Se os candidatos ao exame do Enem fossem submetidos a um exame oral de História, se tivessem de dissertar sobre o que houve de mais importante no Brasil do século 20, se entre os julgadores figurasse o professor Antônio Cândido, imagine que nota daria o intelectual companheiro a um candidato que dissesse o seguinte:
“Entre os anos 20 e 30, quando a gente teve a Semana de Arte Moderna, o Brasil cumeçô a se pensar como país, depois houve a Revolução de 30, saiu da República Velha, depois, ali no final dos anos 50 e nos anos 60, teve Brasília, a bossa nova, o cinema novo, toda também uma discussão sobre os caminhos do futuro do país, né?, a discussão sobre a identidade. Acho que nós vivemo um momento igual”.
Esqueçamos as agressões ao português. Fiquemos no conteúdo. Como toda semana, também a Semana de Arte Moderna ─ que se realizou não “entre os anos 20 e 30″, mas em 1922 ─ durou sete dias. Foi um evento importante, mas não obrigou “a se pensar como país” um país que existia desde 1500. Antonio Cândido sabe disso. Sabe, também, que não foi pouco o que houve entre a Revolução de 30, que aposentou a República Velha, e “o final dos anos 50 e nos 60″.
Houve, por exemplo, a Revolução de 1932, a Intentona Comunista, a rebelião integralista, o Estado Novo, a Segunda Guerra Mundial, a queda de Getúlio Vargas, a redemocratização, a volta do ditador como presidente eleito e o suicídio. Também não foi pouco o que aconteceu entre o banquinho, o violão, a câmera na mão, o Plano Piloto, as curvas de Niemeyer e “o momento igual que nós vivemo”.

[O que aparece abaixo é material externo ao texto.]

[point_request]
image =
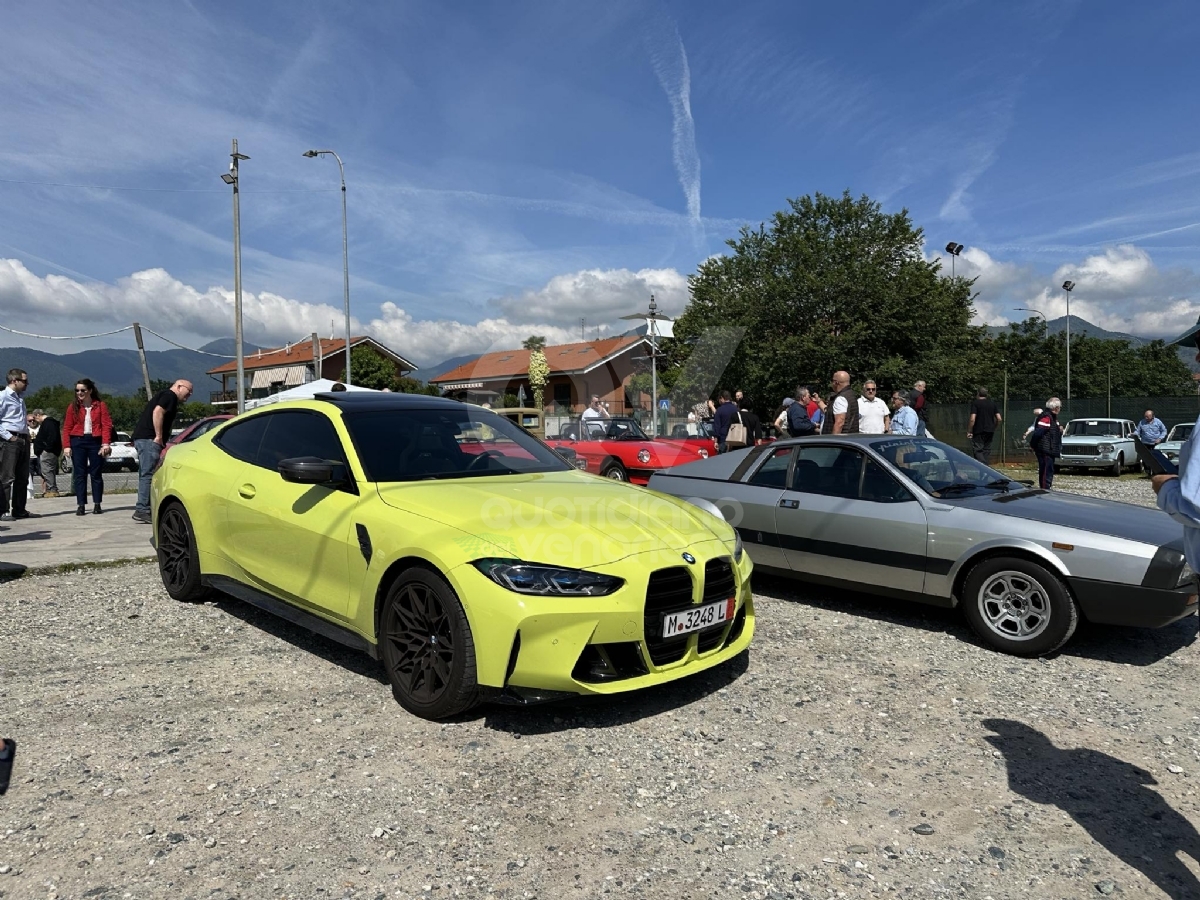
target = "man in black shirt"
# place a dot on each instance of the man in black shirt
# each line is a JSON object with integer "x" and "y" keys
{"x": 151, "y": 433}
{"x": 982, "y": 426}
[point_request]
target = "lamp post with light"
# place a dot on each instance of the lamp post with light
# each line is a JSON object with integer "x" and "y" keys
{"x": 346, "y": 255}
{"x": 1068, "y": 286}
{"x": 953, "y": 250}
{"x": 231, "y": 178}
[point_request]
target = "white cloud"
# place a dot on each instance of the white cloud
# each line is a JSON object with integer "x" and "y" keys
{"x": 192, "y": 317}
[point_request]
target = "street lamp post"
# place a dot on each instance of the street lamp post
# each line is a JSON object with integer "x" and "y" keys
{"x": 1068, "y": 286}
{"x": 953, "y": 250}
{"x": 231, "y": 178}
{"x": 346, "y": 255}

Houve a renúncia de Jânio Quadros, a ascensão de João Goulart, o golpe militar de 1964, a ditadura do AI-5, a Anistia, a Campanha das Diretas, a vitória e a morte de Tancredo Neves, os seis anos de José Sarney, o triunfo e o impeachment de Fernando Collor, os dois mandatos de Fernando Henrique Cardoso, o Plano Real, o fim da inflação e a Era Lula. Fora o resto.
Avaliado por Antonio Cândido, um aluno que empacotasse quase 100 anos em menos de 100 palavras não conseguiria vaga em faculdade nenhuma, muito menos na USP.
Pois foi exatamente isso o que fez Dilma Rousseff ao resolver dissertar sobre o século 20 na casa de Lily Marinho. Como o neurônio solitário não quer um lugar na Universidade, e sim a presidência da República, Antonio Cândido continua incorporado ao grupo de “intelectuais e artistas” que consideram Dilma a chefe de governo que o Brasil merece. E nenhuma declaração indigente o fará mudar de ideia.
Quem não sabe escrever o desfecho da própria biografia merece pena.